Un soir, cinq gars rentrent tard d’aller voir les filles à la veillée. En arrivant près de la barrière d’un champ, ils trouvent un petit cheval qui parait bien docile. Le plus hardi décide de monter sur son dos, ce qui est bien moins fatigant pour rentrer. Un autre, fort en goule dit : « Attends, je vas monter aussi ! » Le troisième ne veut pas être de reste et saute sur le dos de la bête. Elle s’allonge un peu. Puis un peu plus, si bien que les deux autres trouvent aussi place sur la bête de ch’va qui part au trot.

Ce petit cheval-là, c’est le Cheval Pacoret comme on l’appelle ici ou là en Haute-Bretagne. Il se plait à jouer des tours. Dès qu’il croise quelqu’un, la personne n’a mystérieusement qu’une envie, c’est de monter sur le dos du cheval qui s’allonge au fur et à mesure des nouveaux arrivants.

La nuit, on croise plus qu’on ne croit des marcheurs de lune, trainards fatigués, voyageurs perdus, pèlerins sans logis, sans compter quelques drôles de paroissiens. Le cheval rallongé les prends tous autant qu’ils sont sur son dos, son dos qui s’allonge autant qu’il faut. Et plus il est chargé, plus il va vite malgré les cris épouvantés de ceux-là qui restent collés sur son dos.

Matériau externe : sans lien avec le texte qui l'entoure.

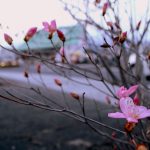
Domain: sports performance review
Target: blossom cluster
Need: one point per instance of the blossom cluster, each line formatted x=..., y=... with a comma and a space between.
x=129, y=106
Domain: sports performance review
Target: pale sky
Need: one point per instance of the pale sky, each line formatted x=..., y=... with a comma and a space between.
x=22, y=14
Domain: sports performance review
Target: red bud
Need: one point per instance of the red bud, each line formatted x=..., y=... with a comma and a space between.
x=105, y=6
x=75, y=95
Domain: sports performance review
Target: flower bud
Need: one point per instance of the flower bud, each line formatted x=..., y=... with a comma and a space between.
x=105, y=6
x=30, y=34
x=129, y=126
x=75, y=95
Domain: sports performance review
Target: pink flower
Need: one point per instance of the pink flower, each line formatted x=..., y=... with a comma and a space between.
x=124, y=92
x=30, y=33
x=61, y=35
x=8, y=39
x=136, y=100
x=62, y=52
x=52, y=27
x=130, y=111
x=104, y=9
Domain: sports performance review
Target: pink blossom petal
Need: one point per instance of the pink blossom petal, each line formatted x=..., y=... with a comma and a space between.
x=46, y=26
x=132, y=89
x=53, y=26
x=116, y=115
x=143, y=112
x=126, y=104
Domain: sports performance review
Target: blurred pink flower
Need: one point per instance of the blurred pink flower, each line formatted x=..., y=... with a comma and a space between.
x=30, y=33
x=124, y=92
x=130, y=111
x=8, y=39
x=52, y=27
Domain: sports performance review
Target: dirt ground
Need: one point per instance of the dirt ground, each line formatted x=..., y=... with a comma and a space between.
x=28, y=128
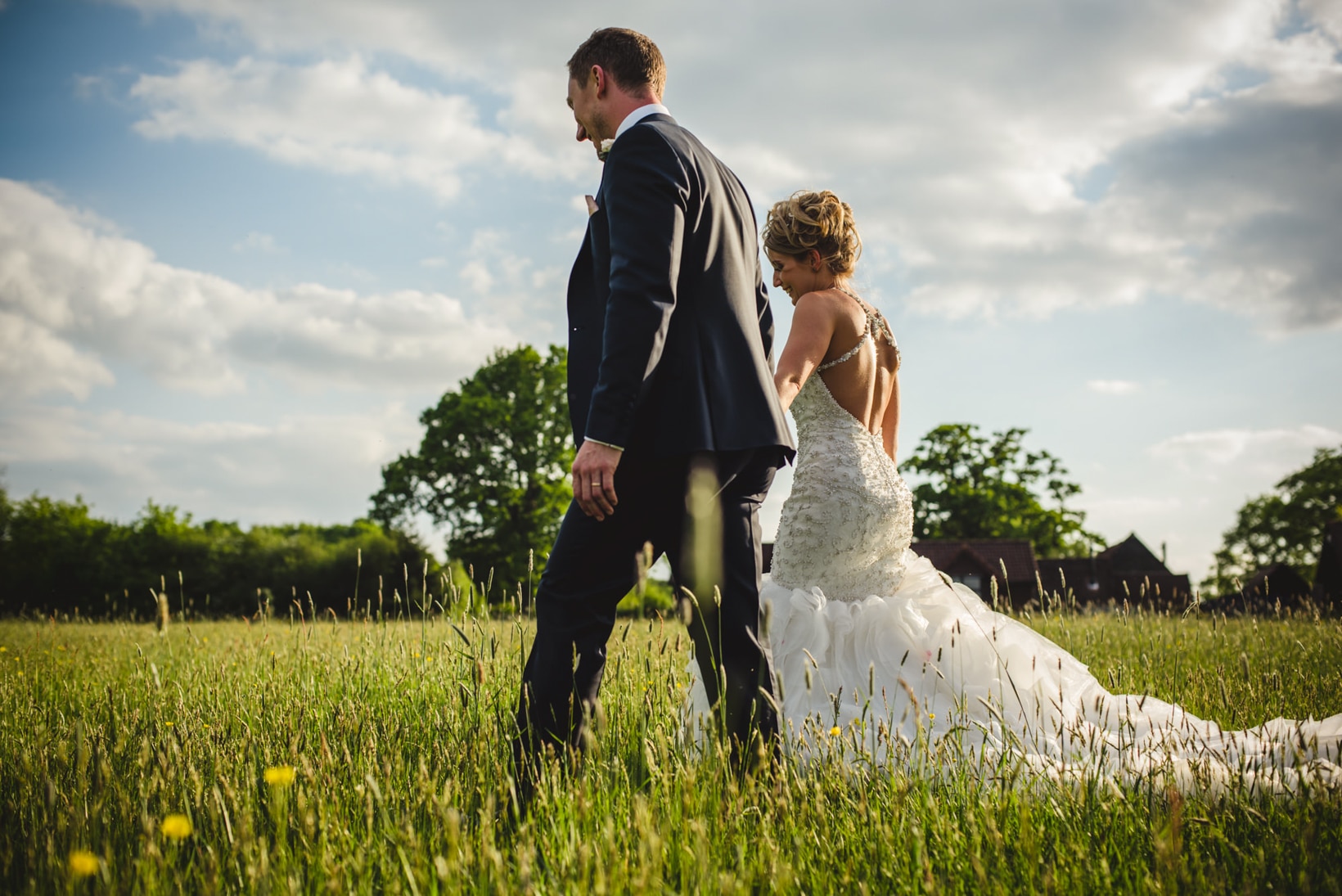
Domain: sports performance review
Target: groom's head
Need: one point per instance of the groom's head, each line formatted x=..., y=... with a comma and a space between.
x=612, y=73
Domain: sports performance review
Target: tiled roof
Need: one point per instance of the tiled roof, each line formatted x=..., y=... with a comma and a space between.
x=1132, y=556
x=1016, y=553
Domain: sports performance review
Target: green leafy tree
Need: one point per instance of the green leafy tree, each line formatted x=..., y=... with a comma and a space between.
x=493, y=466
x=1283, y=526
x=58, y=557
x=991, y=487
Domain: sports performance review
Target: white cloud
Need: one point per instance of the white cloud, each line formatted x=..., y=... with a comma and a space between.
x=73, y=295
x=1270, y=453
x=299, y=467
x=337, y=115
x=1113, y=386
x=964, y=136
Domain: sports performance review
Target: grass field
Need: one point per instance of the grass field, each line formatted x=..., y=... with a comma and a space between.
x=364, y=757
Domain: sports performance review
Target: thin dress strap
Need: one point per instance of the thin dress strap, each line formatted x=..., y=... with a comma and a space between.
x=876, y=326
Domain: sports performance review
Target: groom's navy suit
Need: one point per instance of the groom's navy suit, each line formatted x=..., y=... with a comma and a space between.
x=670, y=358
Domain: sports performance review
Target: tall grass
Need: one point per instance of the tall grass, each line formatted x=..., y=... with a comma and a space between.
x=398, y=736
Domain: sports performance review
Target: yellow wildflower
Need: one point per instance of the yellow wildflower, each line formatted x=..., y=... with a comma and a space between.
x=279, y=776
x=83, y=862
x=176, y=826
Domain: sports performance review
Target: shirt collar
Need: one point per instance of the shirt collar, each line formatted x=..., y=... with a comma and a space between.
x=639, y=115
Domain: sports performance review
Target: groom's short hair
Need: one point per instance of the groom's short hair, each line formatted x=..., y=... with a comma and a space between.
x=631, y=58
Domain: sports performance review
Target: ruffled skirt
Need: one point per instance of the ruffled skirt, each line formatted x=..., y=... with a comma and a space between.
x=933, y=678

A la fin de la nuit, le Cheval Pacoret semble fatigué de son galop effréné. Il s’arrête alors au milieu d’un ruisseau, jette à bas  dans l’eau tous ses cavaliers, les voilà trempés guenés, tantouillés à souhait. Il disparait alors, comme évanoui en fumée.

Ma transcription de cette légende emprunte à Paul Sébillot. Dans la deuxième partie du XIXème siècle, il a beaucoup écrit sur la « Littérature orale de la Haute-Bretagne », terminologie nouvelle pour la transcription écrite de collectages oraux.

Cette légende du cheval qui rallonge est très présente en Haute-Bretagne. Ici, dans le Pays de Redon, Gilbert Hervieux m’a dit l’avoir entendu de son père.

Il est étonnant d’observer combien, partout, le cheval est porteur de légende. J’y reviendrai car il y a tant de belles et merveilleuses choses à raconter à ce sujet.